9

I have the following code:

mostRecentMessageSentDate = messageInfoList
    .stream()
    .findFirst().orElse(new MessageInfo())
    .getSentDate();

unprocessedMessagesCount = messageInfoList
    .stream()
    .filter(messageInfo -> messageInfo.getProcessedDate() == null)
    .count();

hasAttachment = messageInfoList
    .stream()
    .anyMatch(messageInfo -> messageInfo.getAttachmentCount() > 0);

As you can see, I stream the same list 3 times, because I want to find 3 different values. If I did this in a For-Each loop, I could loop just once.
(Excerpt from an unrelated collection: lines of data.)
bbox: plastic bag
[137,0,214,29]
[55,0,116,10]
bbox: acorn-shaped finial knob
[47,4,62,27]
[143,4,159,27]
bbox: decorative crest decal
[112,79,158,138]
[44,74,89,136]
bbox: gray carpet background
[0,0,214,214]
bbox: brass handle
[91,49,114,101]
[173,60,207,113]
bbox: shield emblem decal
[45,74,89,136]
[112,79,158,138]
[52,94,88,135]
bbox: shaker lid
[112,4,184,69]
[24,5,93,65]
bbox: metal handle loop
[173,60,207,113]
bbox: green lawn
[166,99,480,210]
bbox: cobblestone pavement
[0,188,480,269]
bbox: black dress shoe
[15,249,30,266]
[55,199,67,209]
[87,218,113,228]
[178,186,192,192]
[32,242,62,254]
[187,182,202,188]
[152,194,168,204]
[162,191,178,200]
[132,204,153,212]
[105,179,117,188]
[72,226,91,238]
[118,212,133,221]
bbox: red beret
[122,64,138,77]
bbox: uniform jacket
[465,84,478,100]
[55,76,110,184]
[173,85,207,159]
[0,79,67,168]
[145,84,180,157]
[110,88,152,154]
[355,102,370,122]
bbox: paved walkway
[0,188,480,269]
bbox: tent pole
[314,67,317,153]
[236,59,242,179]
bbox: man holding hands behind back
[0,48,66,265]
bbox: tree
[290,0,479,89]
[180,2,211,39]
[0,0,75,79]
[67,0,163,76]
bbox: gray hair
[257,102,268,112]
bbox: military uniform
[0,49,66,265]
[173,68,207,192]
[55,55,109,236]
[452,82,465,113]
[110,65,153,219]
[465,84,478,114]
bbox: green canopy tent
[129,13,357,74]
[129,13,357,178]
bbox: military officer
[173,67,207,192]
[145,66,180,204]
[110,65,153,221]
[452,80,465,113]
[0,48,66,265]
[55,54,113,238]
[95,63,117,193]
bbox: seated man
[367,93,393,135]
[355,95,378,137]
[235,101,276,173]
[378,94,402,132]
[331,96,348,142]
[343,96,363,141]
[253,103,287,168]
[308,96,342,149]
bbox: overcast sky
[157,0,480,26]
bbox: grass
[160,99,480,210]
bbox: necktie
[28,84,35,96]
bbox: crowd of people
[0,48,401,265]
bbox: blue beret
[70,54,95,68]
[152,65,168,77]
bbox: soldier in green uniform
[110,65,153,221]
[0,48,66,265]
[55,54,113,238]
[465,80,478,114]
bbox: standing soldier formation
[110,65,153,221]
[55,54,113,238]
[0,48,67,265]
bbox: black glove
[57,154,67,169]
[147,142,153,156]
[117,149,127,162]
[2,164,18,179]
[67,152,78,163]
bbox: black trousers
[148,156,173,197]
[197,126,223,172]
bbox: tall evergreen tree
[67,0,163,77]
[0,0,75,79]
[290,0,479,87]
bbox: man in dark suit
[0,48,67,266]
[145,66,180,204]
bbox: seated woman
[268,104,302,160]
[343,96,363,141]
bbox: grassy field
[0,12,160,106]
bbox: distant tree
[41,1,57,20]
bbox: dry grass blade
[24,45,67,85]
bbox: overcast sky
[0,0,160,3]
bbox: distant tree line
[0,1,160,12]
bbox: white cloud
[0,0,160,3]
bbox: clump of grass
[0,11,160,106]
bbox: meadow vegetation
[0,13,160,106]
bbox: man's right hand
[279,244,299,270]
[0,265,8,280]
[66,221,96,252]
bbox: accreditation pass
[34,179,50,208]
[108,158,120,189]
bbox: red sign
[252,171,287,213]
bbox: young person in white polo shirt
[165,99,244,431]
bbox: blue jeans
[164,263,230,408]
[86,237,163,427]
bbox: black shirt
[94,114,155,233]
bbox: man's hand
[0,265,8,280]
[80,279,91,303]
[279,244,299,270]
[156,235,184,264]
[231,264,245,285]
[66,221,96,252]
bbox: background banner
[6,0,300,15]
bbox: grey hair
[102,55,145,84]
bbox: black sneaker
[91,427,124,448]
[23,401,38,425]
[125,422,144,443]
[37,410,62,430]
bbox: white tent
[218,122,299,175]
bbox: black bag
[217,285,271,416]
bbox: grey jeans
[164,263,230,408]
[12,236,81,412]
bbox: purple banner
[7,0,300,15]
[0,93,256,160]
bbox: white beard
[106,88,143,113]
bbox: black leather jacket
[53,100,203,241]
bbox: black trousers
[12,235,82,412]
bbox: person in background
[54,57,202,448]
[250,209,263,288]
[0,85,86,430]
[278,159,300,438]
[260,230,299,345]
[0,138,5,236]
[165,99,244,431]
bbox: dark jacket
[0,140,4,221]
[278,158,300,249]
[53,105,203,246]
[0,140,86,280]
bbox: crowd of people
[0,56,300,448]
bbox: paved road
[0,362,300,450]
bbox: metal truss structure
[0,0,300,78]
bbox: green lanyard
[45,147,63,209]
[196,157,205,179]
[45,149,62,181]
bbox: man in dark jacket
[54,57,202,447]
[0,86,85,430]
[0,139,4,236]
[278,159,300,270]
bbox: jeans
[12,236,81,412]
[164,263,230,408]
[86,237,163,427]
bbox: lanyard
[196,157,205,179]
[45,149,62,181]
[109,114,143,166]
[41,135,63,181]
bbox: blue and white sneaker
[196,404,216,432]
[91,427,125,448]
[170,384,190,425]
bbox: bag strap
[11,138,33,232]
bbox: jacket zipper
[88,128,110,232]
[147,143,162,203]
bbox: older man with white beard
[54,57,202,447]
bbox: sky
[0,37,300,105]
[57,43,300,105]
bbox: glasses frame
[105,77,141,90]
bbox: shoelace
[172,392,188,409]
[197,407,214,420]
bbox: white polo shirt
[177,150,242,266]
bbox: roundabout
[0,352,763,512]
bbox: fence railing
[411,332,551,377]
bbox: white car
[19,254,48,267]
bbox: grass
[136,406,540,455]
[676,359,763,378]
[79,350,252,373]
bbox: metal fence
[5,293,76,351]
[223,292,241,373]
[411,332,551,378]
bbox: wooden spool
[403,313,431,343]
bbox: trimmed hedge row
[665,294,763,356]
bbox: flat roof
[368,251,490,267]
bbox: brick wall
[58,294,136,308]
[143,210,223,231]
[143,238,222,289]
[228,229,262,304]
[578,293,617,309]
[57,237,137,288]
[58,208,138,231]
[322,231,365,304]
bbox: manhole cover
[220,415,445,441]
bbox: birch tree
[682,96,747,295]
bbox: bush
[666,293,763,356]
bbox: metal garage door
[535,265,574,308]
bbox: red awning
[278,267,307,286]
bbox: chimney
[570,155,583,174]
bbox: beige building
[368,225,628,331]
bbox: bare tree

Is it better, performance wise to do this a for loop then, so that I loop only once? I find the streams much more readable.

Edit: I ran some tests:

import java.util.List;
import java.util.stream.Collectors;
import java.util.stream.IntStream;

public class Main {

public static void main(String[] args) {

    List<Integer> integerList = populateList();

    System.out.println("Stream time: " + timeStream(integerList));
    System.out.println("Loop time: " + timeLoop(integerList));

}

private static List<Integer> populateList() {
    return IntStream.range(0, 10000000)
            .boxed()
            .collect(Collectors.toList());
}

private static long timeStream(List<Integer> integerList) {
    long start = System.currentTimeMillis();

    Integer first = integerList
            .stream()
            .findFirst().orElse(0);

    long containsNumbersGreaterThan10000 = integerList
            .stream()
            .filter(i -> i > 10000)
            .count();

    boolean has10000 = integerList
            .stream()
            .anyMatch(i -> i == 10000);

    long end = System.currentTimeMillis();

    System.out.println("first: " + first);
    System.out.println("containsNumbersGreaterThan10000: " + containsNumbersGreaterThan10000);
    System.out.println("has10000: " + has10000);

    return end - start;
}

private static long timeLoop(List<Integer> integerList) {
    long start = System.currentTimeMillis();

    Integer first = 0;
    boolean has10000 = false;
    int count = 0;
    long containsNumbersGreaterThan10000 = 0L;
    for (Integer i : integerList) {
        if (count == 0) {
            first = i;
        }

        if (i > 10000) {
            containsNumbersGreaterThan10000++;
        }

        if (!has10000 && i == 10000) {
            has10000 = true;
        }

        count++;
    }

    long end = System.currentTimeMillis();

    System.out.println("first: " + first);
    System.out.println("containsNumbersGreaterThan10000: " + containsNumbersGreaterThan10000);
    System.out.println("has10000: " + has10000);

    return end - start;
}
}

and as expected, the for loop is always faster than the streams

first: 0
containsNumbersGreaterThan10000: 9989999
has10000: true
Stream time: 57
first: 0
containsNumbersGreaterThan10000: 9989999
has10000: true
Loop time: 38

But never significantly.

The findFirst was probably a bad example, because it just quits if the stream is empty, but I wanted to know if it made a difference.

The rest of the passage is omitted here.